Diante das adversidades, as pessoas sem a doença sofrem, ficam tristes, mas encontram uma forma de superá-las. Nos quadros de depressão, a tristeza não dá tréguas, mesmo que não haja uma causa aparente. O humor permanece deprimido praticamente o tempo todo, por dias e dias seguidos. Desaparece o interesse pelas atividades que antes davam satisfação e prazer e a pessoa não tem perspectiva de que algo possa ser feito para que seu quadro melhore.

Segundo ele, a depressão é uma doença incapacitante e atinge cerca de 350 milhões de pessoas no mundo todo. O Portal Plena publicou uma reportagem que alerta sobre a importância de observar idosos que podem estar sujeitos à depressão (https://portalplena.com/destaques/depressao-entre-pessoas-mais-velhas-precisamos-falar-sobre-isto/).

A depressão é uma doença muito prevalente e cada vez mais comum. Atinge pessoas de todas as idades, crianças, adultos e idosos. Com o crescente aumento em nossa expectativa de vida é também cada vez mais frequente que pessoas mais velhas morem sozinhas e passem a maior parte do tempo sós. Por isso, os idosos são também atingidos por transtornos de humor, como a depressão e, precisamos estar atentos a isto.
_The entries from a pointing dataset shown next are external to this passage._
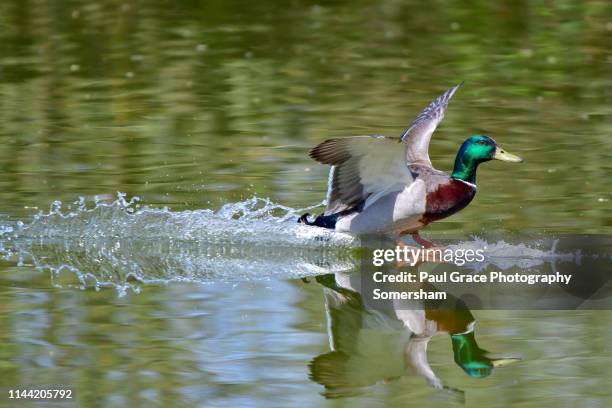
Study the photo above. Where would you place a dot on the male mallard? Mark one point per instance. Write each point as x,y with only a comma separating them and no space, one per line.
385,185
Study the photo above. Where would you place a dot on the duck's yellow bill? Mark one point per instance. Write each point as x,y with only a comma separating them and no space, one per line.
502,155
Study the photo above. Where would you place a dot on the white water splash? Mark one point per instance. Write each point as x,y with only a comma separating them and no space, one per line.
122,244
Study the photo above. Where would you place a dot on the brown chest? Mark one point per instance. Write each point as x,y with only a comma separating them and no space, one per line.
447,199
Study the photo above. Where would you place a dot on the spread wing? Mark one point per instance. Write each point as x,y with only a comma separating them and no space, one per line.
364,168
418,134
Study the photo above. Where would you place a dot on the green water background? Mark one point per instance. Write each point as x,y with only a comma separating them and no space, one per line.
191,105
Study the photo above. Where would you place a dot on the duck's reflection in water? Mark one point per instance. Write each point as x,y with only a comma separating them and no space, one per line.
372,343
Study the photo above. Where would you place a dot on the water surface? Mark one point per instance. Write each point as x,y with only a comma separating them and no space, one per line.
193,295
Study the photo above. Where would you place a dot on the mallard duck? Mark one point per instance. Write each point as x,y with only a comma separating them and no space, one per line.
387,186
372,341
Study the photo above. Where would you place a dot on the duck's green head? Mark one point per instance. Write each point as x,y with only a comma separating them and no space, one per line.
475,150
475,361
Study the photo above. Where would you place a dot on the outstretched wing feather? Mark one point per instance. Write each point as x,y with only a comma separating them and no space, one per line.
418,135
363,167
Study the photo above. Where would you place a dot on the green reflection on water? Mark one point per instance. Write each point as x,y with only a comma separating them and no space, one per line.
195,104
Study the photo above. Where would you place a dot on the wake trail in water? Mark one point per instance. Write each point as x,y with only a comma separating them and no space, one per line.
123,244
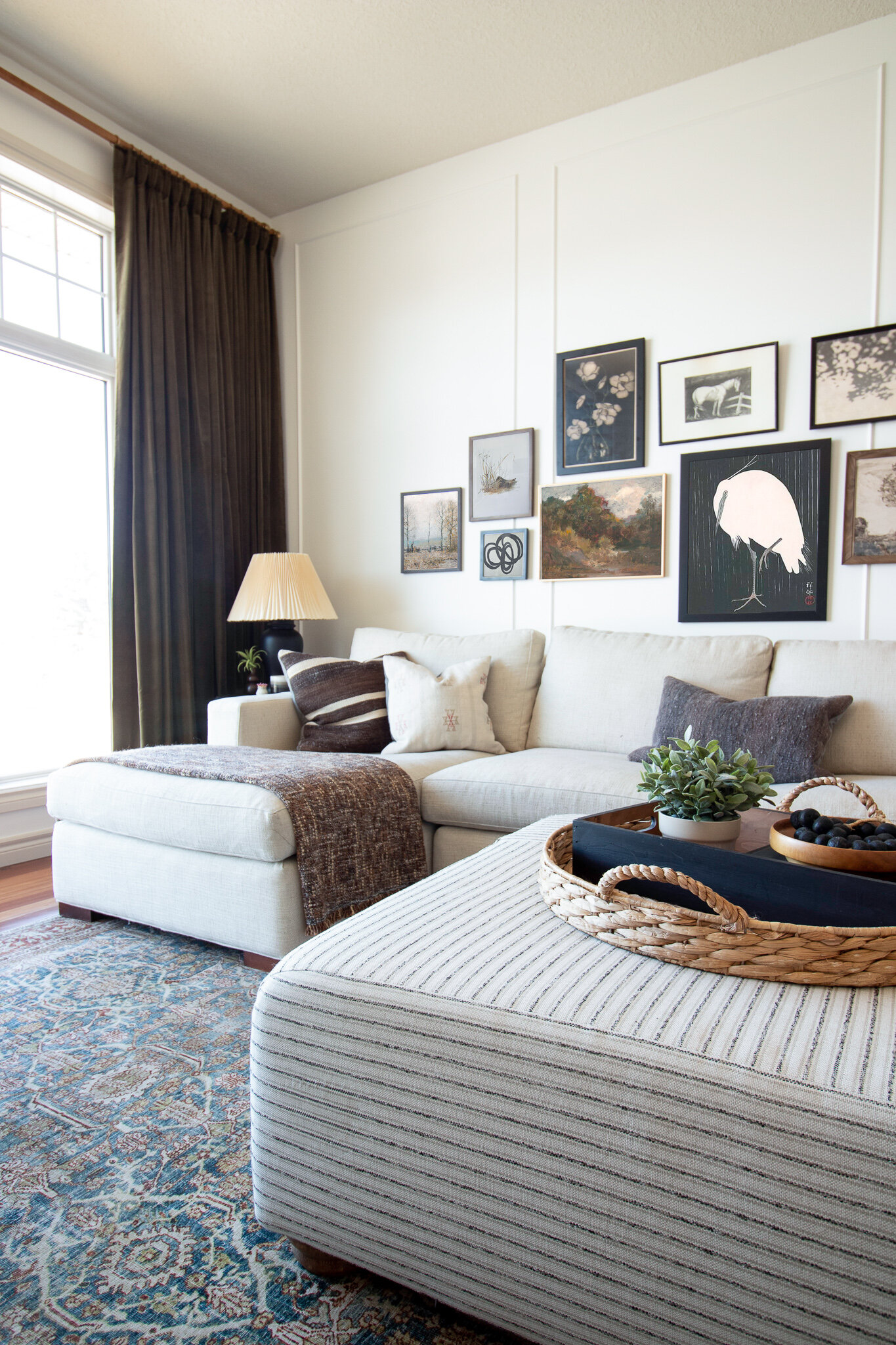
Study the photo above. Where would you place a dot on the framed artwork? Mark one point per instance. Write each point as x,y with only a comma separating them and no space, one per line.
430,531
754,535
870,512
717,396
501,475
504,556
605,530
853,377
601,408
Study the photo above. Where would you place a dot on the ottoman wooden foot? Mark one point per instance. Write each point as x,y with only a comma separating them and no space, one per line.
79,912
258,961
322,1264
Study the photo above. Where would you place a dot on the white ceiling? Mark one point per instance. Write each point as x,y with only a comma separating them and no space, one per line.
285,102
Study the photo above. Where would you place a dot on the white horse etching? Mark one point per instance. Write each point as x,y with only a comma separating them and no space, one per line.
714,397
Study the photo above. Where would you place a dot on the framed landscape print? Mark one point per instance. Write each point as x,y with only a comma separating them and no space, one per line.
754,535
504,554
717,396
503,475
605,530
599,396
853,377
430,531
870,512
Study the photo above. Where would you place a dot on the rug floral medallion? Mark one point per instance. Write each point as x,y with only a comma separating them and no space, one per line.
125,1185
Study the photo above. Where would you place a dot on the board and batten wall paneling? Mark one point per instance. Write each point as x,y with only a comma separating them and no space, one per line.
752,205
408,350
753,225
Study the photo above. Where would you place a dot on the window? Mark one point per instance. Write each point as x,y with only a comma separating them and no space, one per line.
55,407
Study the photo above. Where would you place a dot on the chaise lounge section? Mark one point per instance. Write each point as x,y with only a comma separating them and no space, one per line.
217,860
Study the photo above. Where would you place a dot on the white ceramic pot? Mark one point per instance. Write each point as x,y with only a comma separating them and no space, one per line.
691,829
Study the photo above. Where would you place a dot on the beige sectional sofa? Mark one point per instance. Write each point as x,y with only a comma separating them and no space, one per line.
568,725
218,861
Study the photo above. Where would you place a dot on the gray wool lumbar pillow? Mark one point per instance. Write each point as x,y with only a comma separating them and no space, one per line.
786,734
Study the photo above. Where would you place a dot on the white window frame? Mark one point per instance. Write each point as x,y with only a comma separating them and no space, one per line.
23,791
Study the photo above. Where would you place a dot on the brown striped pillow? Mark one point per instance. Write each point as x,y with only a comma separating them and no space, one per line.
341,703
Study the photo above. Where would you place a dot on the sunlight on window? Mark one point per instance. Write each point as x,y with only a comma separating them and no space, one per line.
54,562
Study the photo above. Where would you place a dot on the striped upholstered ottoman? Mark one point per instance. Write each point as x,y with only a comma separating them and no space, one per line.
469,1097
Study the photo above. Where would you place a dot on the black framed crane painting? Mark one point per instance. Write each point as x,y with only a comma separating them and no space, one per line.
754,535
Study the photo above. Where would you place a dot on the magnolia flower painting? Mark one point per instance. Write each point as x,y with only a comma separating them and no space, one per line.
601,408
853,377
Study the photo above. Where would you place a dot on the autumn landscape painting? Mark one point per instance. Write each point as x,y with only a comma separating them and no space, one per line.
608,529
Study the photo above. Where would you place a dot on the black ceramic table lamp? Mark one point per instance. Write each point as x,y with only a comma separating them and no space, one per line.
281,588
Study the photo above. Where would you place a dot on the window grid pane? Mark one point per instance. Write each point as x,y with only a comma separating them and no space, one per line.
43,249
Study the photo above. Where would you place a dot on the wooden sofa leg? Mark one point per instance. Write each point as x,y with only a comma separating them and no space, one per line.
322,1264
258,961
79,912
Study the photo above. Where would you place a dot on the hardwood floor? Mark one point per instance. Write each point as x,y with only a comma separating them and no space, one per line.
26,892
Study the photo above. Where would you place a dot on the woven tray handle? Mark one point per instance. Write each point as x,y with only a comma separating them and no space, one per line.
849,786
734,916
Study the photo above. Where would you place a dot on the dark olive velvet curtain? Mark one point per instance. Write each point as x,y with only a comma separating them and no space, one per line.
198,464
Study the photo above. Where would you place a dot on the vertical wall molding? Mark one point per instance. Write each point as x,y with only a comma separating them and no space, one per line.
875,299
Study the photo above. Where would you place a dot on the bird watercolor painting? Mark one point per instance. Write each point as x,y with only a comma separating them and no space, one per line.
756,509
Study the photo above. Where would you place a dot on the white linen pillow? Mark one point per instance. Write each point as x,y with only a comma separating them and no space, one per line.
430,713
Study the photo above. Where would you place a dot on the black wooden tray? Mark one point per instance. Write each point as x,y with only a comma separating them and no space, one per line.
747,871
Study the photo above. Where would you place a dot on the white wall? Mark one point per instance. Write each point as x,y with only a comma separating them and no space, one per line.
752,205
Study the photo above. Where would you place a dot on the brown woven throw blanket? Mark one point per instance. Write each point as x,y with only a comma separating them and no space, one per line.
356,818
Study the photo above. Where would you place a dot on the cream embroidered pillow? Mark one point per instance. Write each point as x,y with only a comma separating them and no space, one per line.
430,713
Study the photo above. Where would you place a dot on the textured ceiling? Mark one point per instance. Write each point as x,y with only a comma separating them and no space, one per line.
285,102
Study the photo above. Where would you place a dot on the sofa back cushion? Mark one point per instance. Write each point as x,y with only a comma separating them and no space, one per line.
517,658
601,689
864,740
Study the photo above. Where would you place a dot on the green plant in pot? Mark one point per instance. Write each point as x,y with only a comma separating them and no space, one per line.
250,662
699,793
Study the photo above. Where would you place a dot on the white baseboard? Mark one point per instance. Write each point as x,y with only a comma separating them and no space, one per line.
33,845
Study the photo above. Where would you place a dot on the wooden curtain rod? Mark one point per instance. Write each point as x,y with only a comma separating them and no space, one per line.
116,141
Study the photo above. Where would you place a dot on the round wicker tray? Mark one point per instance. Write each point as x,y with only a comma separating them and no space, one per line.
729,942
782,838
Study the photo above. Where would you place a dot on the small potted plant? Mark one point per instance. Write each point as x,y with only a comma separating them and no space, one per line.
250,662
699,793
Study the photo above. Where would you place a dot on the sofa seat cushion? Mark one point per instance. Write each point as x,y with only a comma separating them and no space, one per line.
421,766
517,658
214,816
601,689
865,739
503,794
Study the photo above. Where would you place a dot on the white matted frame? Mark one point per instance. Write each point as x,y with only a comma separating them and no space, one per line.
720,395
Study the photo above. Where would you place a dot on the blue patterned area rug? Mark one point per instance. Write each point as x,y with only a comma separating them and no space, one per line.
124,1160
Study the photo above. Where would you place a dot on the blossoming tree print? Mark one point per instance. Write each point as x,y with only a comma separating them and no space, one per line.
853,377
601,408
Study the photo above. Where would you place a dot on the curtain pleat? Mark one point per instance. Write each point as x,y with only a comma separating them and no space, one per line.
199,456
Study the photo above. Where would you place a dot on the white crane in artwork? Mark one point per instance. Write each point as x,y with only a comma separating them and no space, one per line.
757,508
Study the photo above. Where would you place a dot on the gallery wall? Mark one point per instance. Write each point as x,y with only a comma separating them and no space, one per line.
747,206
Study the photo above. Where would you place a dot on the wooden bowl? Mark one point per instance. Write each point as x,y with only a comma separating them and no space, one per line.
782,839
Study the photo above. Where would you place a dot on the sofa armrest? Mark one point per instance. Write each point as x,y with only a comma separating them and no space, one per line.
254,721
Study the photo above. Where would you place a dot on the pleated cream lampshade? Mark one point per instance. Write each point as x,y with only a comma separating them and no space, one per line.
281,586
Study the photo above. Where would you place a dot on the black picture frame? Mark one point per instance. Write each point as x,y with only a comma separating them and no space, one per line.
516,496
738,391
601,445
878,382
727,576
412,541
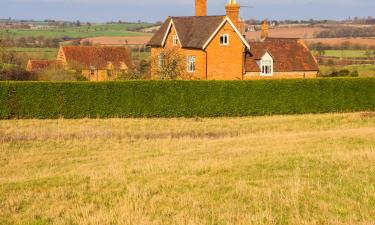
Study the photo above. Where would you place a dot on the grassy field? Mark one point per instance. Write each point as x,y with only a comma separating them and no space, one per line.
363,70
344,53
310,169
78,32
38,53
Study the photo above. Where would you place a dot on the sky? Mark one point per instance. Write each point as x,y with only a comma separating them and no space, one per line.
157,10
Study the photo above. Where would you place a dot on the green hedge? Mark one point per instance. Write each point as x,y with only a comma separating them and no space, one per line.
44,100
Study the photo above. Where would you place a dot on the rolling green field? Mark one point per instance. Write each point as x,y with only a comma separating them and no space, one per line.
344,53
38,53
310,169
78,32
363,70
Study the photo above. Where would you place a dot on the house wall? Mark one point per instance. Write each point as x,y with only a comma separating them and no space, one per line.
281,75
200,58
217,62
225,62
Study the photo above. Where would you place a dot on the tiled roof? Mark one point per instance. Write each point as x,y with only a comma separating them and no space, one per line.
288,54
37,65
193,31
98,57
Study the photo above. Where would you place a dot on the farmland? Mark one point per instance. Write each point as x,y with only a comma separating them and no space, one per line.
78,32
363,70
344,53
38,53
311,169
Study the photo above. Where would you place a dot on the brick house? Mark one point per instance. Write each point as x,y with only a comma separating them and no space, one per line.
214,48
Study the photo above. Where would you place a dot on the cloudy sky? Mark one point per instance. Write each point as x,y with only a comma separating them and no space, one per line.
153,10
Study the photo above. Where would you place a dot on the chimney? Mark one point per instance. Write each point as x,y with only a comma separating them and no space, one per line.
200,7
264,33
233,11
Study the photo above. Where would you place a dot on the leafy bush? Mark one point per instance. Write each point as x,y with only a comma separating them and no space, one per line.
185,98
342,73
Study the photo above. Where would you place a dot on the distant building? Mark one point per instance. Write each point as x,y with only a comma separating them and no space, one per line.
95,63
215,49
42,65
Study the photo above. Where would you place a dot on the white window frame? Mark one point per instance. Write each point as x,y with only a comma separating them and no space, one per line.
191,60
175,40
161,62
225,38
266,67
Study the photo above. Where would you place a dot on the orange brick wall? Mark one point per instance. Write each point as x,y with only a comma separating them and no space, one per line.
225,62
281,75
200,58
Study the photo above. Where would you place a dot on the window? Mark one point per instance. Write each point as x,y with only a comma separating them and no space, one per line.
92,70
224,39
109,73
161,60
267,69
175,40
191,64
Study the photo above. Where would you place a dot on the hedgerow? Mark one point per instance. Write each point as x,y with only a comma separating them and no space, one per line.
44,100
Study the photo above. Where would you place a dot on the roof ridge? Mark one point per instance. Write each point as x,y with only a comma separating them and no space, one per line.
197,16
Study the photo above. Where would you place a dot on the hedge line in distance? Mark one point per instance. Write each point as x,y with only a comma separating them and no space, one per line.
49,100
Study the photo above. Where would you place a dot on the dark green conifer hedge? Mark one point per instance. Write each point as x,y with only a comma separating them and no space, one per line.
48,100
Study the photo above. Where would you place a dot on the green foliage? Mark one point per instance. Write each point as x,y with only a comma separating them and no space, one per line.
342,73
187,98
4,95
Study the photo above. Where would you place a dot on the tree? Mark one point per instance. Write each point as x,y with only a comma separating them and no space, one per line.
169,64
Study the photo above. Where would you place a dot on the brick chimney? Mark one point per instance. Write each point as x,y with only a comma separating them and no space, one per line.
200,7
264,33
233,11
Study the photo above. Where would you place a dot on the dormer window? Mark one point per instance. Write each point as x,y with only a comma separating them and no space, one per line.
161,60
175,40
267,69
92,70
224,39
266,65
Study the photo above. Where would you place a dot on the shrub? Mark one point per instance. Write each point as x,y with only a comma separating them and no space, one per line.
185,98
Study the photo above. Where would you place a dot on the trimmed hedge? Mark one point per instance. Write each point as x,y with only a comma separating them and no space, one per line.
47,100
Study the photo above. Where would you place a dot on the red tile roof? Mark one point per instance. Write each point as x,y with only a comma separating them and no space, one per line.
98,57
289,55
193,31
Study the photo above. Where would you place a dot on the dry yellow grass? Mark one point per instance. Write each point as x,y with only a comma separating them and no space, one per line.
310,169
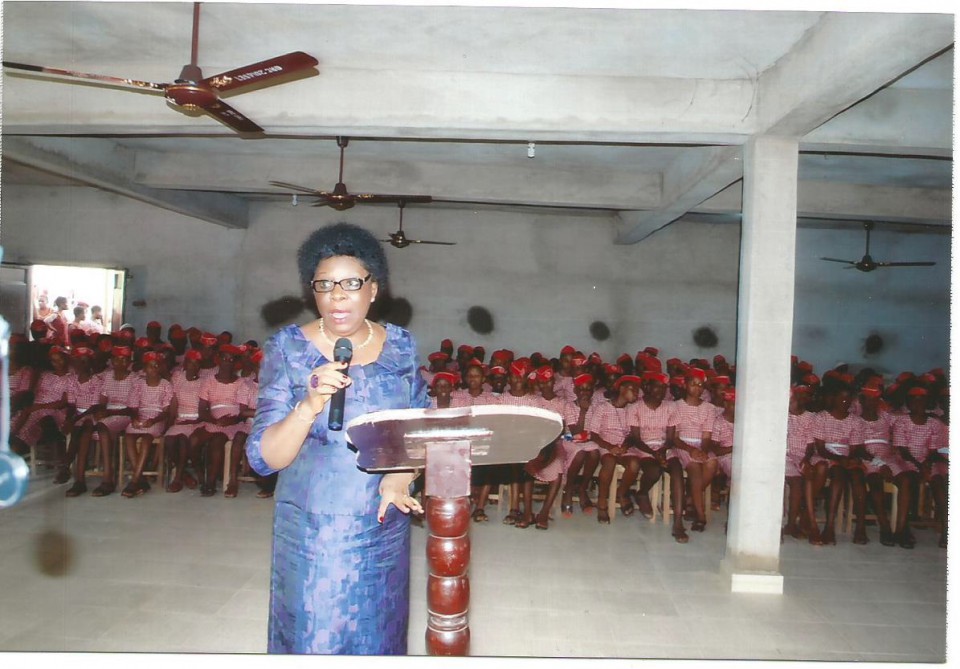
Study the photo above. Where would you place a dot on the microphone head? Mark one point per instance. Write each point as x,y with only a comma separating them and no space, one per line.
343,350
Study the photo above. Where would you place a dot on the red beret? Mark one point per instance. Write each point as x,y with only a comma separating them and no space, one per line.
656,376
444,376
626,378
582,380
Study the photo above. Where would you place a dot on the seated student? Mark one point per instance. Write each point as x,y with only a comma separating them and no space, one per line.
838,436
83,394
938,466
518,394
185,410
882,462
648,419
688,434
41,423
610,429
222,414
151,398
916,435
111,417
548,466
473,391
581,454
805,472
22,373
721,441
441,387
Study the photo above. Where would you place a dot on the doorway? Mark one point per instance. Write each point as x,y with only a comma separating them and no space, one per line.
28,289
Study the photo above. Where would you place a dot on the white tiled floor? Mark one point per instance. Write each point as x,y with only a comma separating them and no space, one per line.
180,573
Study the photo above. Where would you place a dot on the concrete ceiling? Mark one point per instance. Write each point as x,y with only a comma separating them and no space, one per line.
636,114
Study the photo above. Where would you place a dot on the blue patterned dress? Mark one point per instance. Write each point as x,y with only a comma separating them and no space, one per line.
340,579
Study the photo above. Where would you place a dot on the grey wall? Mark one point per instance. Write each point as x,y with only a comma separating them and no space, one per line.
544,277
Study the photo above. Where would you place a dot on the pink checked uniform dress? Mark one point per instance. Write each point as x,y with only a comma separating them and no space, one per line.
876,439
723,435
920,440
691,422
838,435
653,425
556,467
118,394
188,404
799,437
82,396
50,388
610,423
224,399
150,402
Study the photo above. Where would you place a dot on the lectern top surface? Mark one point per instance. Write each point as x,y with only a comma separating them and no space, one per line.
398,438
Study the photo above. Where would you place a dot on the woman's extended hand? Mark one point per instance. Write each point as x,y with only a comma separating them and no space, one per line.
323,382
394,490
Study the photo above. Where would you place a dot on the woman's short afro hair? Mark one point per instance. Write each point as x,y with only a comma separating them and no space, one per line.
342,239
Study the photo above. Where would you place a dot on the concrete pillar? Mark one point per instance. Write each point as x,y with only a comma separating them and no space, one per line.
764,337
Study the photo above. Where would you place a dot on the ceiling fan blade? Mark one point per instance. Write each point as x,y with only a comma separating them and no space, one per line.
905,264
381,197
258,73
302,189
117,81
232,117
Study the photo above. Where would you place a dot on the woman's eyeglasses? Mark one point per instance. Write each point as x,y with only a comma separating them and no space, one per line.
350,285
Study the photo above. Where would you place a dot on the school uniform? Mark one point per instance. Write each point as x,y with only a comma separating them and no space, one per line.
876,439
50,388
118,394
150,402
224,400
84,395
188,403
691,422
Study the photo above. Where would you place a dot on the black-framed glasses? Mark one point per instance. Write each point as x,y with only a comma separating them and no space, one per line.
350,285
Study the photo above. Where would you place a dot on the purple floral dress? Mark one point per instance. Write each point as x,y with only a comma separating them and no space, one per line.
340,579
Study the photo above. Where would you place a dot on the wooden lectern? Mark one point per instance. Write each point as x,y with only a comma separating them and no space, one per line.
447,443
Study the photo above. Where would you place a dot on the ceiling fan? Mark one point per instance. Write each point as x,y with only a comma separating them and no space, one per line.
190,91
400,240
868,264
341,199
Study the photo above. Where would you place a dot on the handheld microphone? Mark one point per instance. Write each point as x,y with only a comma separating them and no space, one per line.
342,352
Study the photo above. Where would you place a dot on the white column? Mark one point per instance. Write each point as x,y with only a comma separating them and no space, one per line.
764,337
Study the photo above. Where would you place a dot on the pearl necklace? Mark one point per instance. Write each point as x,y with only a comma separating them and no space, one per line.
358,346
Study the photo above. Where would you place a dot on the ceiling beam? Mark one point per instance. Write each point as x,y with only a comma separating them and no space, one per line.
843,59
694,177
103,164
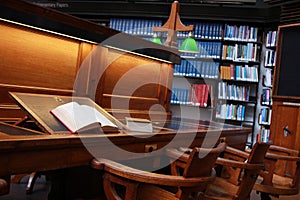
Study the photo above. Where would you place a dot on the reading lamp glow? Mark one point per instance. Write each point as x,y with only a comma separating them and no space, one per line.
172,26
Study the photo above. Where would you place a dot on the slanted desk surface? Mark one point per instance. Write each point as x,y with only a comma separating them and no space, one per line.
24,150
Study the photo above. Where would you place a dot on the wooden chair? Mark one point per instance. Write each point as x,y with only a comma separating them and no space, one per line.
281,175
197,173
239,172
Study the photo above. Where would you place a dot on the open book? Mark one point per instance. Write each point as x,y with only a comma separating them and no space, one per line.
83,118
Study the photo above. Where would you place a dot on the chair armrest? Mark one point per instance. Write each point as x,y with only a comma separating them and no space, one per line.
274,156
176,154
148,177
237,152
238,164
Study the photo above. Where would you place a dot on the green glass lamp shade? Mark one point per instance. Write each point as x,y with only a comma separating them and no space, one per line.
156,39
189,45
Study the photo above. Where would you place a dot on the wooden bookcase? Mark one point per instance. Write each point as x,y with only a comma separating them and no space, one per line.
224,74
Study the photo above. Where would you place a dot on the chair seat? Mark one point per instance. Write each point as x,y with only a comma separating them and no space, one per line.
280,186
147,191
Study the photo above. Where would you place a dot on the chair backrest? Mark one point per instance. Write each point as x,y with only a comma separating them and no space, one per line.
249,176
202,160
287,167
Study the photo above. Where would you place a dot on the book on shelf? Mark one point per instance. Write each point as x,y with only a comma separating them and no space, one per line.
139,125
79,118
268,77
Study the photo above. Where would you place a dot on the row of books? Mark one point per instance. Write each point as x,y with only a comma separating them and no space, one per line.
240,33
197,68
240,52
197,95
267,80
263,135
270,57
134,26
264,117
271,39
266,97
208,30
239,73
230,112
233,92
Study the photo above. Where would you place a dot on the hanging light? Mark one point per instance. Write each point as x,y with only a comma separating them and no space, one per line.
174,25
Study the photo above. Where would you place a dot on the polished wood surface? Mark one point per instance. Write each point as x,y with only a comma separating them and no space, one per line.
276,179
141,184
39,152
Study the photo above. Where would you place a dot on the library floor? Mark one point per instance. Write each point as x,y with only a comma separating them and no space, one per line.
41,188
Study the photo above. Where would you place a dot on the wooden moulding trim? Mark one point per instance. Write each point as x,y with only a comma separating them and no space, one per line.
129,97
286,98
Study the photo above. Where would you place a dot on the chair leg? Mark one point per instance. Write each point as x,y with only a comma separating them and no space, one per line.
265,196
17,178
32,178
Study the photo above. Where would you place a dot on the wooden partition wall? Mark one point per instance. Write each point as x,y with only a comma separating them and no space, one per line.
41,62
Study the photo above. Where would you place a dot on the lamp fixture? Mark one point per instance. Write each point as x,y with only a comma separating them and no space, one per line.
172,26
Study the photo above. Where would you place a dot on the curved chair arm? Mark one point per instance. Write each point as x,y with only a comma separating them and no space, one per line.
237,152
282,157
178,154
238,164
148,177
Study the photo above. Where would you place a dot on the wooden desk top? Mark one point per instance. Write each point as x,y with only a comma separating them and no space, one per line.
23,150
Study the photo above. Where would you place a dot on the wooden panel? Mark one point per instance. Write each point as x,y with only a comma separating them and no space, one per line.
129,82
283,115
35,58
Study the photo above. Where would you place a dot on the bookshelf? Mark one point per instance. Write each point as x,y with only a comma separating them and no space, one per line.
239,76
264,109
220,81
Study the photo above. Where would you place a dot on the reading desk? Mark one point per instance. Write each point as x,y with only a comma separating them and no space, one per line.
26,150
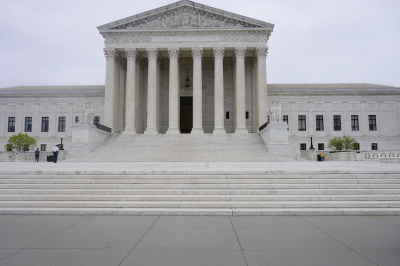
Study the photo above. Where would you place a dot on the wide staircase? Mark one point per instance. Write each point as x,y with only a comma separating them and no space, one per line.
205,193
182,148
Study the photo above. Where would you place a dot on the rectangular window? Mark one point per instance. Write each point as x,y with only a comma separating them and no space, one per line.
286,119
354,123
11,124
319,123
28,124
356,146
372,122
302,123
61,124
374,146
337,123
96,120
45,124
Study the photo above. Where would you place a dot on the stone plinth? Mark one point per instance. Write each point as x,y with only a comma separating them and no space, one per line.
85,138
276,139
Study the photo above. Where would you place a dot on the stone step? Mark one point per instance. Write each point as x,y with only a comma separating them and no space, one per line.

A permanência na própria casa é sempre preferível, pois há assim a manutenção do controle sobre o território pessoal, que passa a sofrer interferências se houver a presença de um cuidador, seja familiar ou profissional. Nesse caso, a contrariedade pode passar por uma fase de reação mais agressiva ou de desistência, o que pode gerar tristeza, evoluindo para depressão. A mudança para outras alternativas de moradia pode conservar rotinas e a autonomia, sem prescindir da atenção para eventuais necessidades. Além disso, promove a convivência com outras pessoas com interesses semelhantes, mantendo o espaço particular sem interferir com o estilo de vida de cada um.

As moradias institucionais para idosos, mesmo que vistas como última alternativa, são soluções que oferecem essa possibilidade, especialmente o de manter um serviço profissional que acompanha eventuais necessidades que surjam no período de permanência. A possibilidade de estados depressivos deve ser observada como uma consequência da mudança e, portanto, ser tratada preventivamente, através de um acolhimento que garanta o máximo de autonomia. Apesar das regras para que o funcionamento ocorra de modo tranquilo, novos encontros produtivos podem resultar em felicidade plena.